Reinaldo usa tese que barrou impeachment para se livrar de inquérito no STJ

Foto: Chico Ribeiro/Portal do MS

O governador de Mato Grosso do Sul, Reinaldo Azambuja (PSDB), tentou se livrar do inquérito que investiga a suposta propina recebida pela JBS, no Superior Tribunal de Justiça (STJ), usando o mesmo argumento utilizado para barrar o pedido de impeachment na Assembleia Legislativa.

Os advogados do governador apresentaram recurso durante o recesso de inverno do STJ, no dia 9 de julho. Com isso, o pedido foi analisado pelo presidente do Tribunal, o ministro João Otávio de Noronha, que barrou a tentativa do chefe do Parque dos Poderes de suspender o inquérito 1.190, que deu origem à Operação Vostok. A decisão foi publicada nesta segunda-feira (3) e foi revelada pelo site Midiamax.

A defesa de Reinaldo queria uma liminar para parar todo o andamento da investigação até que a Corte Especial decidisse sobre suposta extensão do foro por prerrogativa de função e a competência do STJ em julgá-lo.

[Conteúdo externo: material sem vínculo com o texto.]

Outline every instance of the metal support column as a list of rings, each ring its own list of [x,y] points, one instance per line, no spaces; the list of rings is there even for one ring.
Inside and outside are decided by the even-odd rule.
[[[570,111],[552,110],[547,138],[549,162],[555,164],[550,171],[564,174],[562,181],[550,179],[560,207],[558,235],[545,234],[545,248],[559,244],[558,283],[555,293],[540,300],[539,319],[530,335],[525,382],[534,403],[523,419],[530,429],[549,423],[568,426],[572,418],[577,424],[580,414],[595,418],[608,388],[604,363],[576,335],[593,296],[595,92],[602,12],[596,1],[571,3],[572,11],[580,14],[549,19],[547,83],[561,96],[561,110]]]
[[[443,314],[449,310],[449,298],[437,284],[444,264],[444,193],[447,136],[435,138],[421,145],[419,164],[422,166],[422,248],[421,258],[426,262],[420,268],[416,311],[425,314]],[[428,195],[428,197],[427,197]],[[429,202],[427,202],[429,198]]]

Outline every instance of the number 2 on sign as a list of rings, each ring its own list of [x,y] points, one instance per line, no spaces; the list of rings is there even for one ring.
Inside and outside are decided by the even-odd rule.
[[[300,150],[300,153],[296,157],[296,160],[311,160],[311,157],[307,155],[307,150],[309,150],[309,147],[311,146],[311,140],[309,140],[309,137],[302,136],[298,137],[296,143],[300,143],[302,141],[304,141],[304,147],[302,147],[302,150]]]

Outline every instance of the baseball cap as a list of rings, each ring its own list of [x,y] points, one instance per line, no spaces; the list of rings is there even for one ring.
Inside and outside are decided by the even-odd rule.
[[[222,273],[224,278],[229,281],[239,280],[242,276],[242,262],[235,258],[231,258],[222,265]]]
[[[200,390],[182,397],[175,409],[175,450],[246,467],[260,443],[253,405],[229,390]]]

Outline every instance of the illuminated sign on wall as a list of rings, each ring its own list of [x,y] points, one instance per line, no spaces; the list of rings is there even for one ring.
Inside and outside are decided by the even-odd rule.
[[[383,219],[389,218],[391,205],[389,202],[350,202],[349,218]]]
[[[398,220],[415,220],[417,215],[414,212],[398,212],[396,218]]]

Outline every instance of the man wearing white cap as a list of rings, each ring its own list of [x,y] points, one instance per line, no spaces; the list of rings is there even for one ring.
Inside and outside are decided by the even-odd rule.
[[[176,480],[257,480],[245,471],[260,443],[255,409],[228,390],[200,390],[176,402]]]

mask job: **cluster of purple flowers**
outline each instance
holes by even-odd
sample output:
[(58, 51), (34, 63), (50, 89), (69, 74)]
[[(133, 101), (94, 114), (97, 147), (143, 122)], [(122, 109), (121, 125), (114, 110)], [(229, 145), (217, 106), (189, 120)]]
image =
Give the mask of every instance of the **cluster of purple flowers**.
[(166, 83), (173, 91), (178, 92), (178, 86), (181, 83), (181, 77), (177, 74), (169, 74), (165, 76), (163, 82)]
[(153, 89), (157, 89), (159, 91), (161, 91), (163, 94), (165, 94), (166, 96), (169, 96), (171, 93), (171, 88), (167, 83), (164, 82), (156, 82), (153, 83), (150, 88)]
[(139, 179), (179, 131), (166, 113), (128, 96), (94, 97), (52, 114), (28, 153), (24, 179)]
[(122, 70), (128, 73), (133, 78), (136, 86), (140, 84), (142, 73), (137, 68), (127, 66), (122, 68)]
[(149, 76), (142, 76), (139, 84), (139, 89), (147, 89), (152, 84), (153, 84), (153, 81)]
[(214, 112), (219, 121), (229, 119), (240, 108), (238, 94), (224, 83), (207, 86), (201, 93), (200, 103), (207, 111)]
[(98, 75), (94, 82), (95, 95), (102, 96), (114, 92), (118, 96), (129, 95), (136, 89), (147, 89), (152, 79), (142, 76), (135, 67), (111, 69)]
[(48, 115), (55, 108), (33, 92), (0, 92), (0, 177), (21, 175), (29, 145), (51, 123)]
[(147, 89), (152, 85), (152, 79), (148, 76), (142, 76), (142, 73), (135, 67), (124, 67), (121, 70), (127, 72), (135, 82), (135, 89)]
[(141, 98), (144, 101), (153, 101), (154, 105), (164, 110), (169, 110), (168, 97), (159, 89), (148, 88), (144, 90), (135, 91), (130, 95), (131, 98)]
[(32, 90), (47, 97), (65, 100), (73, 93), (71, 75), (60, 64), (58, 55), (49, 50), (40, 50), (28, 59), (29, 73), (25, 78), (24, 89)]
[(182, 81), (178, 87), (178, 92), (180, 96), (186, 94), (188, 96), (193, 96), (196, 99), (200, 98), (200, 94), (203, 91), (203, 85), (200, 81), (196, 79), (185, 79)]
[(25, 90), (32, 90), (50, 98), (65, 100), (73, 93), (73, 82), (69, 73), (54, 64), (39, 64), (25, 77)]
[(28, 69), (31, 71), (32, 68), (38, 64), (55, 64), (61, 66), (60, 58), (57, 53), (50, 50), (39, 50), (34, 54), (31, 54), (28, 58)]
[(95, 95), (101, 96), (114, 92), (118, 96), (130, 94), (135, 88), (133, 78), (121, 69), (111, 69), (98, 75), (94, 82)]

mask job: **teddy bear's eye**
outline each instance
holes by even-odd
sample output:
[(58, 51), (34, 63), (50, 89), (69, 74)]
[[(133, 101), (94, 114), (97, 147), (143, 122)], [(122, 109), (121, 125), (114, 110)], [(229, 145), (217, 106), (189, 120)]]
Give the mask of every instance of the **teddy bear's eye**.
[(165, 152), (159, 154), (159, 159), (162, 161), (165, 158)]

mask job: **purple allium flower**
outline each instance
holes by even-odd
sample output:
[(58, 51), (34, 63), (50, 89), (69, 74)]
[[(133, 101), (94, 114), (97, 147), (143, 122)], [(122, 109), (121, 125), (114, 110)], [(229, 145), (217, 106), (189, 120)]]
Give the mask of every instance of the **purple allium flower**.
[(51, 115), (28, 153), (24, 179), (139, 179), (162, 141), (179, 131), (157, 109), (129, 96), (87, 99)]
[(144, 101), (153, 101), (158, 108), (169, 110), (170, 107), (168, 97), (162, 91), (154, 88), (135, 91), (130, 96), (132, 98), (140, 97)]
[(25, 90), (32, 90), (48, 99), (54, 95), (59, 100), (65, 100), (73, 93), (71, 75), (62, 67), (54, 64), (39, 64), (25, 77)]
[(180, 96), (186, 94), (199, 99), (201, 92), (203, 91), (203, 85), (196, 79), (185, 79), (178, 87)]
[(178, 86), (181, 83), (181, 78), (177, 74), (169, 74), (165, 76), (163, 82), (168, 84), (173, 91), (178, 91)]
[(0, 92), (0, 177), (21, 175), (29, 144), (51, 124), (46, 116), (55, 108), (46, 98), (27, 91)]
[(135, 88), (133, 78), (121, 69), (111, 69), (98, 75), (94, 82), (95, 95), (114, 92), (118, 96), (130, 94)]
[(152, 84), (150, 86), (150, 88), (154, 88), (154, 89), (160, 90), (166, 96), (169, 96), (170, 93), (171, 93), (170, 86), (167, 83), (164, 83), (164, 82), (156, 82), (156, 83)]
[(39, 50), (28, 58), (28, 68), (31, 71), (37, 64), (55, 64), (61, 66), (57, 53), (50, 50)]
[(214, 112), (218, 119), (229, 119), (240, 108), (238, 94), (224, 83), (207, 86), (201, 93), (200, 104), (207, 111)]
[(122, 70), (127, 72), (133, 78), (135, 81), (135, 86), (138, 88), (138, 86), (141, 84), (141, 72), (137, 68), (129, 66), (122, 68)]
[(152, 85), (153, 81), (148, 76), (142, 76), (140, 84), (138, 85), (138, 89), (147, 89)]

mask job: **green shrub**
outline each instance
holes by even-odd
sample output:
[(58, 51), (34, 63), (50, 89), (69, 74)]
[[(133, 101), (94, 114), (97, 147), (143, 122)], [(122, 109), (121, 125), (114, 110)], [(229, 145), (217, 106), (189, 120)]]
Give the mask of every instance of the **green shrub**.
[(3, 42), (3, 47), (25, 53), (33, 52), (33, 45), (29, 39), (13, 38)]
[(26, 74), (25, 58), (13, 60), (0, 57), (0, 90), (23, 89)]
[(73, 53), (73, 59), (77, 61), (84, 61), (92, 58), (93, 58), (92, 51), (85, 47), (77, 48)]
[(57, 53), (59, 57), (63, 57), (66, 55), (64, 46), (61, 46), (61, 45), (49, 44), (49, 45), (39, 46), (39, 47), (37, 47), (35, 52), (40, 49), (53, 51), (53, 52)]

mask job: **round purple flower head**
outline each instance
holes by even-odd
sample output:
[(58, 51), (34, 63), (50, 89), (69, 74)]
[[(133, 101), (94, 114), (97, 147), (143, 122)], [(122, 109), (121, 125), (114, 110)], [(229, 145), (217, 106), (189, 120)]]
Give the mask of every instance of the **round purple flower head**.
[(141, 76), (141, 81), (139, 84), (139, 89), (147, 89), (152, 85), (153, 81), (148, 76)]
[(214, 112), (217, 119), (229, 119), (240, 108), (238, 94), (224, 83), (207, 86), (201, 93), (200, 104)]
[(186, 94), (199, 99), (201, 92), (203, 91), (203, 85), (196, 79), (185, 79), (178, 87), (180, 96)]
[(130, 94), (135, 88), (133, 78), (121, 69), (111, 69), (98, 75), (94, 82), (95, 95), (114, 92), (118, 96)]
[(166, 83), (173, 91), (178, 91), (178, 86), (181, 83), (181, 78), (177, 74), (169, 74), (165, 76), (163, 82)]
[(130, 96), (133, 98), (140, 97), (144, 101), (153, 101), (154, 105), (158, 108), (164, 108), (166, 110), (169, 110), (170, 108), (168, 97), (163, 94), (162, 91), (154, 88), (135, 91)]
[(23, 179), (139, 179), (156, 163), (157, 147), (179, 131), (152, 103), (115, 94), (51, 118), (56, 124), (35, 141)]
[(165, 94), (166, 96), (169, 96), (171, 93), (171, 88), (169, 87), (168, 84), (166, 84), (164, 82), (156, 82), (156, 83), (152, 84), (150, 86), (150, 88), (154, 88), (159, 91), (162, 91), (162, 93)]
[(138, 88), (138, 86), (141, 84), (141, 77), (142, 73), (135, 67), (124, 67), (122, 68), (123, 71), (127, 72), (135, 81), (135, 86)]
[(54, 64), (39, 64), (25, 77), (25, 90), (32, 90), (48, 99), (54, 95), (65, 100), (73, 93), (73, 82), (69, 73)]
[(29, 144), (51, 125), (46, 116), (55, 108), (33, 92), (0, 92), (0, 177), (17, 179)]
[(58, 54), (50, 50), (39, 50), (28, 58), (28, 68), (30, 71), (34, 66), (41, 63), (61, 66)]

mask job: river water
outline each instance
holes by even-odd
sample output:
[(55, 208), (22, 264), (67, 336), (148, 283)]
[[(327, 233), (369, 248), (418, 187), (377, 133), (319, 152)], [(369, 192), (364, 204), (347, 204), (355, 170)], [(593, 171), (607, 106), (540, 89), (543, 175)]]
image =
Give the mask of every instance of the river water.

O argumento utilizado é de que os fatos investigados ocorreram antes do atual mandato de Reinaldo Azambuja, reeleito em 2018, sendo que os supostos crimes praticados pelo governador ocorreram entre 2014 e 2016. O objetivo seria ‘descer’ o processo para a Justiça de Mato Grosso do Sul e alongar ainda mais seu desfecho.

O presidente da Assembleia Legislativa de MS, deputado Paulo Corrêa (PSDB), usou a mesma justificativa para barrar o pedido de impeachment feito por políticos do PSL contra Reinaldo, pois o governador só poderia responder por atos cometidos na atual gestão.

No entanto, a estratégia não convenceu o ministro João Otávio de Noronha. Agora o pedido de liminar será analisado pelo relator do inquérito, o ministro Félix Fischer.